If it's within 1 same company, I don't see why if you “I'd like to be able to form a new sub-circle in collaboration with that other entity and cede some control from each founding circle into it” not to further clarify the domains of the two Circles to create a new one? Like instead of “Wine” domain, you clarify the domain by proposing “Provence, Bordeaux, Gascogne Wine” and the other would be “Bourgogne Wine”? Or I'm totally out of subject? A concrete case would be enjoyable, so for example the Eco-System Circle, currently in HolacracyOne's Holarchy, you would like it to be “out” of the Holarchy, or be “integrated” in multiples Holarchies? Thanks in advance for the clarifications.

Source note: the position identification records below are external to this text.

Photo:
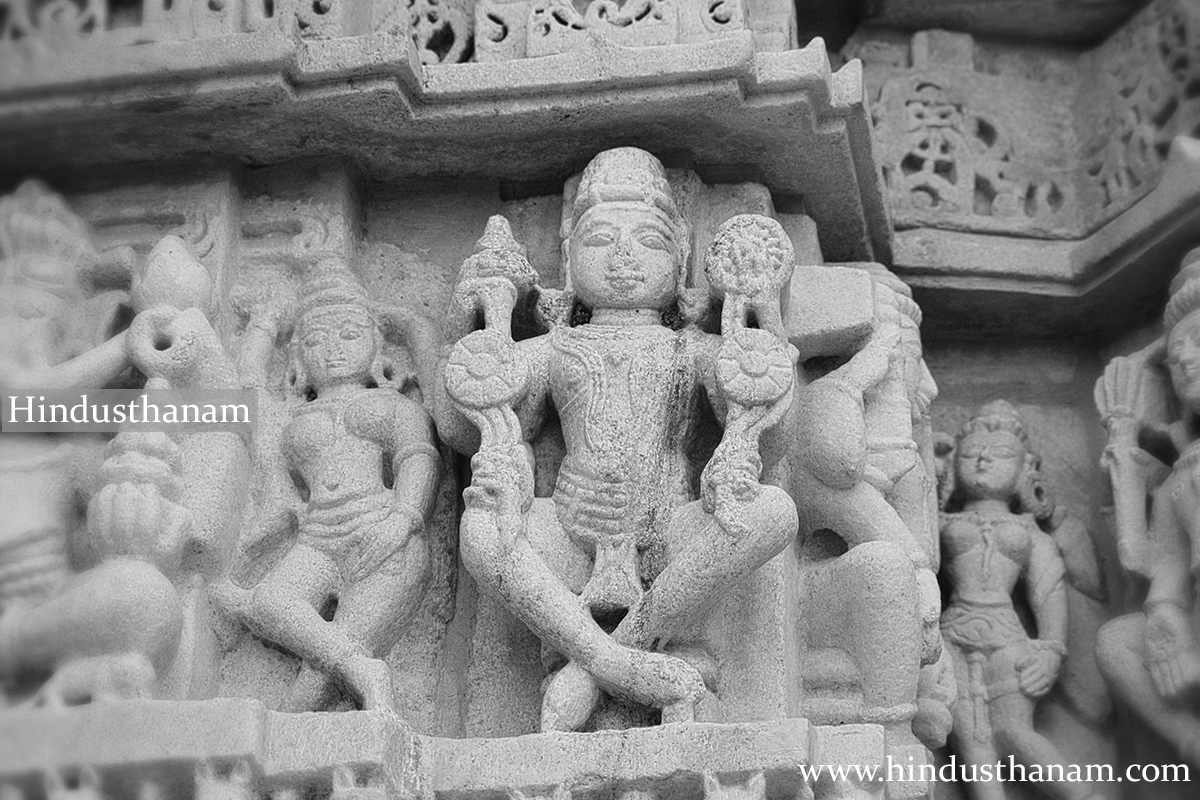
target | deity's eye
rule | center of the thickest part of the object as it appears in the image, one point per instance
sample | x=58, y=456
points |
x=652, y=239
x=599, y=238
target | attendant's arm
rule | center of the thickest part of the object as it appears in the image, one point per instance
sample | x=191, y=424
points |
x=415, y=462
x=1045, y=582
x=91, y=370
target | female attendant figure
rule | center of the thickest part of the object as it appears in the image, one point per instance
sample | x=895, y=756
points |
x=1152, y=660
x=989, y=546
x=360, y=542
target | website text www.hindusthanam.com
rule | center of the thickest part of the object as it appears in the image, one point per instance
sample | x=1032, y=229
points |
x=1011, y=771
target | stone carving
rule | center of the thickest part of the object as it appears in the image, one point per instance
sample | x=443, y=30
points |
x=954, y=155
x=442, y=29
x=859, y=476
x=70, y=23
x=359, y=543
x=1150, y=72
x=951, y=160
x=109, y=631
x=514, y=29
x=993, y=539
x=1152, y=659
x=623, y=517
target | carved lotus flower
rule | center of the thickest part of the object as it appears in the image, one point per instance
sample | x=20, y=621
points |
x=750, y=256
x=753, y=368
x=485, y=370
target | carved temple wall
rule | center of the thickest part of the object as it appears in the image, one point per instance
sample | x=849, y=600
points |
x=1019, y=188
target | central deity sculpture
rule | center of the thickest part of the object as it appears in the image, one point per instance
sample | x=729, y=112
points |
x=616, y=569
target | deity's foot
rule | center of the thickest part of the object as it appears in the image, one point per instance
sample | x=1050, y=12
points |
x=929, y=597
x=370, y=679
x=232, y=600
x=571, y=696
x=310, y=691
x=99, y=679
x=648, y=678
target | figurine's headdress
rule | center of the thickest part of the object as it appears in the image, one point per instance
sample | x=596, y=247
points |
x=996, y=415
x=1032, y=494
x=1185, y=290
x=629, y=175
x=624, y=174
x=333, y=289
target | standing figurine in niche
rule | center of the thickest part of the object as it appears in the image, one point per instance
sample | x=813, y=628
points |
x=1152, y=660
x=359, y=543
x=108, y=631
x=991, y=541
x=623, y=558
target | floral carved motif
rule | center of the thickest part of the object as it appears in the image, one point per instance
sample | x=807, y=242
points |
x=951, y=160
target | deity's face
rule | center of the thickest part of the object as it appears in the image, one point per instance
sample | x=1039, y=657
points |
x=337, y=346
x=989, y=464
x=624, y=256
x=1183, y=360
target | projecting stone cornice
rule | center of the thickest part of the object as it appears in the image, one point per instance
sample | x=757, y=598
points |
x=732, y=113
x=1099, y=284
x=1037, y=192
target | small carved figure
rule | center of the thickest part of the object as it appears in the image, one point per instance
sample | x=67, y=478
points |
x=991, y=541
x=623, y=558
x=360, y=543
x=109, y=631
x=1152, y=660
x=857, y=470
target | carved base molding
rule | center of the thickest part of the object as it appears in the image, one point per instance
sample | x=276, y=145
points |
x=233, y=749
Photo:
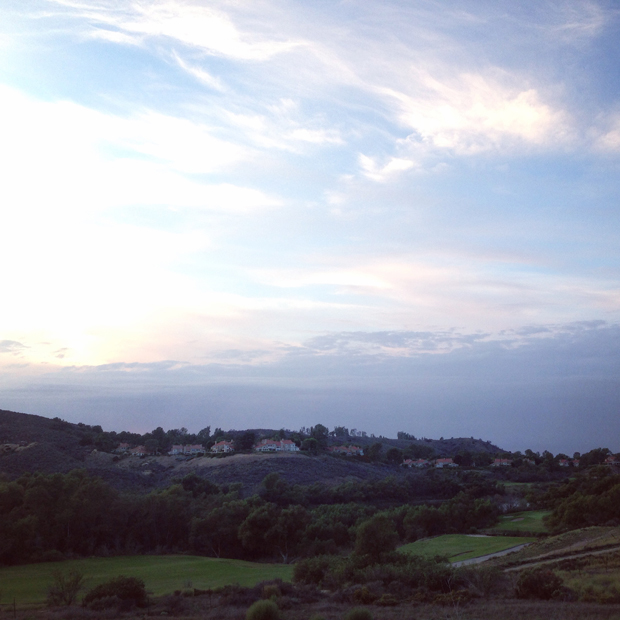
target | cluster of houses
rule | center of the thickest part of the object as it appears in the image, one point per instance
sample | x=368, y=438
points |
x=346, y=450
x=220, y=447
x=276, y=445
x=569, y=462
x=287, y=445
x=424, y=463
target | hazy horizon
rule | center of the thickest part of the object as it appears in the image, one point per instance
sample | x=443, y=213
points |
x=384, y=215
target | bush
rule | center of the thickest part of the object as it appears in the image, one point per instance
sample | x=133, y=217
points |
x=263, y=610
x=271, y=591
x=358, y=613
x=539, y=583
x=130, y=591
x=65, y=587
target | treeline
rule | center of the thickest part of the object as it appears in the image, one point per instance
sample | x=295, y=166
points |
x=590, y=498
x=47, y=517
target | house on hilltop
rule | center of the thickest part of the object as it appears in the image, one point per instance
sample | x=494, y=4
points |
x=346, y=450
x=441, y=463
x=276, y=445
x=420, y=463
x=501, y=463
x=223, y=446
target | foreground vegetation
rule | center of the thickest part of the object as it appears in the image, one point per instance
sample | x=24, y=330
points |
x=28, y=584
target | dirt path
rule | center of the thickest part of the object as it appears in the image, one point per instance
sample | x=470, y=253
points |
x=538, y=562
x=484, y=558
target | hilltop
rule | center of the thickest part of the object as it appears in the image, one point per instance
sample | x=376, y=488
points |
x=35, y=443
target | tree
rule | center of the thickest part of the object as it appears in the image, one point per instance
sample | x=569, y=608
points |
x=203, y=435
x=464, y=458
x=310, y=445
x=394, y=456
x=341, y=432
x=374, y=451
x=320, y=433
x=65, y=587
x=375, y=538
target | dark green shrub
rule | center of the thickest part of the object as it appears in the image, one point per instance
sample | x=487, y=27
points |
x=271, y=591
x=129, y=590
x=263, y=610
x=358, y=613
x=65, y=587
x=539, y=583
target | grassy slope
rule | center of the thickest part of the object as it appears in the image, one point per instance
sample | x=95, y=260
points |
x=529, y=521
x=459, y=547
x=161, y=574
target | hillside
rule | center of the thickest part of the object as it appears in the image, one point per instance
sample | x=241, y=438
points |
x=34, y=443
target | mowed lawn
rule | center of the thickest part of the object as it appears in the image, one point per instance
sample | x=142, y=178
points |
x=529, y=521
x=459, y=547
x=28, y=584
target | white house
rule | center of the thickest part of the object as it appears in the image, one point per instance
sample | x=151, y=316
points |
x=441, y=463
x=223, y=446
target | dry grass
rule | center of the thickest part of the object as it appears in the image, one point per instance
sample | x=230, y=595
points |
x=492, y=610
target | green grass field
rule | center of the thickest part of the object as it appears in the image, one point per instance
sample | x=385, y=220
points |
x=529, y=521
x=161, y=574
x=459, y=547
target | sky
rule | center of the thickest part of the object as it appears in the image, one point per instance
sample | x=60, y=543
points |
x=389, y=215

@LouisChiquet I suspect the main use-case will still be within one company, although across two is also possible. There are certainly many cases where just clarifying the boundary between two sub-circles would meet a need, but this feature is for cases where that doesn't meet the need, such as where those two circles aren't under the same single circle, or where there's no need to bother a broader circle because it's an implementation detail of how a role wants to self-organize. For example, four roles in four totally different circles that all participate in one overarching process together might want to group together in a circle to govern that shared process, while still retaining their autonomy and the rest of their function in the main holarchy. For example, in H1, we have a regular need for our Marketing Maven role to work closely with a few GlassFrog roles, but Marketing Maven is in a different circle (for good reason - there's a lot of connection points for it in that circle too). So, that Marketing Maven role and those GlassFrog roles may want to voluntarily come together to govern something together, such as the process for releasing new features to our user base, so feature releases and marketing communications about them can be better coordinated. While those roles can certainly just meet together operationally and make whatever decisions they want, it's possible they may want more than this - they may want to voluntarily subject themselves to a governance process with the other roles, in exchange for the other roles doing the same, for the mutual benefit of the parties.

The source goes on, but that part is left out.